Ramucirumab increased survival among patients with advanced gastric cancer
The novel drug ramucirumab significantly improved survival compared with placebo among patients with metastatic refractory gastric or gastroesophageal junction cancer, according to results of the phase 3 REGARD study presented at the Gastrointestinal Cancers Symposium.
VEGF and VEGF-receptor 2 mediated signaling, as well as angiogenesis, may contribute to the development of gastric cancer. Ramucirumab (IMC-1121B, ImClone Systems) is a human monoclonal antibody that targets VEGF-receptor 2.
Charles S. Fuchs, MD, MPH, professor in the department of medicine at Harvard Medical School, and colleagues conducted a placebo-controlled, double-blind, international trial to evaluate the safety and efficacy of ramucirumab in patients with metastatic gastric or gastroesophageal junction adenocarcinoma that progressed on first-line platinum and/or fluoropyrimidine therapy.
Researchers randomly assigned 355 patients to receive ramucirumab (n=238) or placebo (n=117) every 2 weeks until disease progression, unacceptable toxicity or death.

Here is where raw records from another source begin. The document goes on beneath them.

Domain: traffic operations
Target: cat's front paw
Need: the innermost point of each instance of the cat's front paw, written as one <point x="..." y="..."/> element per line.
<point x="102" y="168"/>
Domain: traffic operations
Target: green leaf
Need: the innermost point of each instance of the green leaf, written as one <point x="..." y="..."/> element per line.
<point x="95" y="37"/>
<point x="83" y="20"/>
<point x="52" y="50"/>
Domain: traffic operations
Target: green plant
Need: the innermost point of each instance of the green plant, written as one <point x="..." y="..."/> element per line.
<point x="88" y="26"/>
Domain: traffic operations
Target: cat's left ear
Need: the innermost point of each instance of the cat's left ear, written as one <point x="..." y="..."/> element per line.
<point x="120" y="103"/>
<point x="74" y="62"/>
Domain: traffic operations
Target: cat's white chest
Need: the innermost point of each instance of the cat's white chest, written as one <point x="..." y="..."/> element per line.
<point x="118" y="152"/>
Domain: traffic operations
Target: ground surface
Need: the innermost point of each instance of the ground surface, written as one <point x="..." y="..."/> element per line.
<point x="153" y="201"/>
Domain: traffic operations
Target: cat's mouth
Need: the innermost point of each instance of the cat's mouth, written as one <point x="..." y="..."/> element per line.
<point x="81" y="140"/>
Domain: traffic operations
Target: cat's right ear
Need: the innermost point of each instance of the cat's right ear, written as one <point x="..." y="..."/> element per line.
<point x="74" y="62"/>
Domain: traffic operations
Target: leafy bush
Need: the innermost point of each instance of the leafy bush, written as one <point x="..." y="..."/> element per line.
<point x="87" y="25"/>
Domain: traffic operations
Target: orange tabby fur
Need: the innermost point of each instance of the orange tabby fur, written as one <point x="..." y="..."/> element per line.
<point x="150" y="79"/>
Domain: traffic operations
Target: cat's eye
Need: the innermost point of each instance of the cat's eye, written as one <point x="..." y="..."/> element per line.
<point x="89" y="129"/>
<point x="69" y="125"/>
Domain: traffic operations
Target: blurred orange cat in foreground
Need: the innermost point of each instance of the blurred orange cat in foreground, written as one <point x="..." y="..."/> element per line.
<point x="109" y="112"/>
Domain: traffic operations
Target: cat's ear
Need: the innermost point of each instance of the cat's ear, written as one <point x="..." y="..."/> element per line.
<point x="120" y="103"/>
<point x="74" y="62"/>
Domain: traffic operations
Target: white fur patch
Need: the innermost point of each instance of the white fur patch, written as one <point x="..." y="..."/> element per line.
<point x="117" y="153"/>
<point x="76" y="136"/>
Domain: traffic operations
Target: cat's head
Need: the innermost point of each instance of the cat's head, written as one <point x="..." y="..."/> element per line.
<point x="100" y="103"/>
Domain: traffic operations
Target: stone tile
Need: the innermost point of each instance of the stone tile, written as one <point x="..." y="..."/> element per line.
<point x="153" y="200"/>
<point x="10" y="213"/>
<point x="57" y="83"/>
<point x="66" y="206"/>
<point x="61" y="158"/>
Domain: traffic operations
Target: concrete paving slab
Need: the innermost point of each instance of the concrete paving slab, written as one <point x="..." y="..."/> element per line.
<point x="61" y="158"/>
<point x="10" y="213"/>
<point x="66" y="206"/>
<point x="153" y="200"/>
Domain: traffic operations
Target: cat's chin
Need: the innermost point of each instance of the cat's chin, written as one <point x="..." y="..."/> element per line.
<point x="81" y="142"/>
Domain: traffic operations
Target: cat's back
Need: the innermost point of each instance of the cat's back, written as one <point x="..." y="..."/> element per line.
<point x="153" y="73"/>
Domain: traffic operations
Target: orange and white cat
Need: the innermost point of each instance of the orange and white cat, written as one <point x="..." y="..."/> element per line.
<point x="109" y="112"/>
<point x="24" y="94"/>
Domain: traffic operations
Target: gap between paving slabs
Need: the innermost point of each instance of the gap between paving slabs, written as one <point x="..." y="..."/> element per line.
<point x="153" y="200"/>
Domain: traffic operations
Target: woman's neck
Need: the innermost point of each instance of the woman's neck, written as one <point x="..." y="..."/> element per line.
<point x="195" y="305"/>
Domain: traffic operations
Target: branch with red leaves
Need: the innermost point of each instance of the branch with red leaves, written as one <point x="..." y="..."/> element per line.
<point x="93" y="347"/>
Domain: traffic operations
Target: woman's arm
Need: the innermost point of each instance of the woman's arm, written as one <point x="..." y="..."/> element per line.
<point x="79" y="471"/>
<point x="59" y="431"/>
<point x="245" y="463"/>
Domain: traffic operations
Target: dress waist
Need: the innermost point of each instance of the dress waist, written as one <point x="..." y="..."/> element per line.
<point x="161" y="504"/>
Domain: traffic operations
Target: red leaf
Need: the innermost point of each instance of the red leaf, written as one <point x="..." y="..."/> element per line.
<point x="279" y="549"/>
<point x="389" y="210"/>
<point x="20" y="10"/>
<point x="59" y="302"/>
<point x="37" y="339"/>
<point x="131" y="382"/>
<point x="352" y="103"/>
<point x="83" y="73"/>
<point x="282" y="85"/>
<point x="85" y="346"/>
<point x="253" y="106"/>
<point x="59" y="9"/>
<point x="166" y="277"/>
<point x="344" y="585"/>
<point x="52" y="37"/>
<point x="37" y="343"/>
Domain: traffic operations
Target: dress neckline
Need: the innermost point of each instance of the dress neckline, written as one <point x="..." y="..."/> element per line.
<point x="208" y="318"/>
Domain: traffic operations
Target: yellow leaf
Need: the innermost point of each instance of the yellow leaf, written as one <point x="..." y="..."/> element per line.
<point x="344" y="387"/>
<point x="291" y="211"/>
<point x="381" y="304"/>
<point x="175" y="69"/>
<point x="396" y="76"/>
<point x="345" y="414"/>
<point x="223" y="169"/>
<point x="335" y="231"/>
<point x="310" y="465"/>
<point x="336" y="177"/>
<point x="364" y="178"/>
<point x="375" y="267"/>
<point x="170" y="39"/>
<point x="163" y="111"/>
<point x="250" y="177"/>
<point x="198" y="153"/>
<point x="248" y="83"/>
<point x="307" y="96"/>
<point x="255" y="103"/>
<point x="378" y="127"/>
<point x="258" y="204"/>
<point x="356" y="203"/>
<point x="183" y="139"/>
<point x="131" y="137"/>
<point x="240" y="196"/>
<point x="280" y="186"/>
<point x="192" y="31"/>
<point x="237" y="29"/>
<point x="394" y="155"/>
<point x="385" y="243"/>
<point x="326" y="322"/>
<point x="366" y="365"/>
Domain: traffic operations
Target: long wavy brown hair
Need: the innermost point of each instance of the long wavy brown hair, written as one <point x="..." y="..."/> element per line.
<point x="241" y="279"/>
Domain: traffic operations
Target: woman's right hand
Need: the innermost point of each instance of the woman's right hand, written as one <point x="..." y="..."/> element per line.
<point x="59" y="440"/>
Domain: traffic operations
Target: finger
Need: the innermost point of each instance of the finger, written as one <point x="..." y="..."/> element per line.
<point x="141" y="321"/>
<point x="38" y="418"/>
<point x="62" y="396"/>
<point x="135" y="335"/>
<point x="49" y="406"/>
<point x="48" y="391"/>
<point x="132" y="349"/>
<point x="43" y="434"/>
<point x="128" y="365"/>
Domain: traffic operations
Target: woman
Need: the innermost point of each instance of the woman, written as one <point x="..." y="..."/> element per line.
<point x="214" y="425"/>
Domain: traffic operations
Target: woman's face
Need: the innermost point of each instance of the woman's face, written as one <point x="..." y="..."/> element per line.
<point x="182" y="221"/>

All patients also received best supportive care.
Eligible patients had disease progression within 4 months after first-line therapy or within 6 months after adjuvant therapy.
OS served as the primary endpoint. Secondary endpoints included PFS, 12-week PFS, overall response rate and safety.
Patients assigned to ramucirumab experienced significantly longer median OS (5.2 months vs. 3.8 months; HR=0.776; 95% CI, 0.603-0.998) and PFS (2.1 months vs. 1.3 months; HR=0.483; 95% CI, 0.376-0.620) than patients assigned to placebo.
Patients in the ramucirumab group also had a higher rate of 12-week PFS rate (40% vs. 16%), a higher overall response rate (3.4% vs. 2.6%) and higher disease control rate (49% vs. 23%) compared with those in the placebo arm (P<.0001).
The most frequent grade 3 or higher adverse events reported by patients assigned to ramucirumab were hypertension, anemia, abdominal pain, ascites, fatigue, decreased appetite and hyponatremia.
For more information:
Fuchs CS. Abstract #LBA5. Presented at: Gastrointestinal Cancers Symposium; Jan. 24-26, 2013; San Francisco.
Disclosure: The researchers report serving as consultants/advisers for, as well as receiving research funding and honoraria from, Amgen, Bayer, Bristol-Myers Squibb, Genentech, Infinity Pharmaceuticals, ImClone Systems, Lilly, Merck KGaA, Novartis, Pfizer, Roche and other pharmaceutical companies.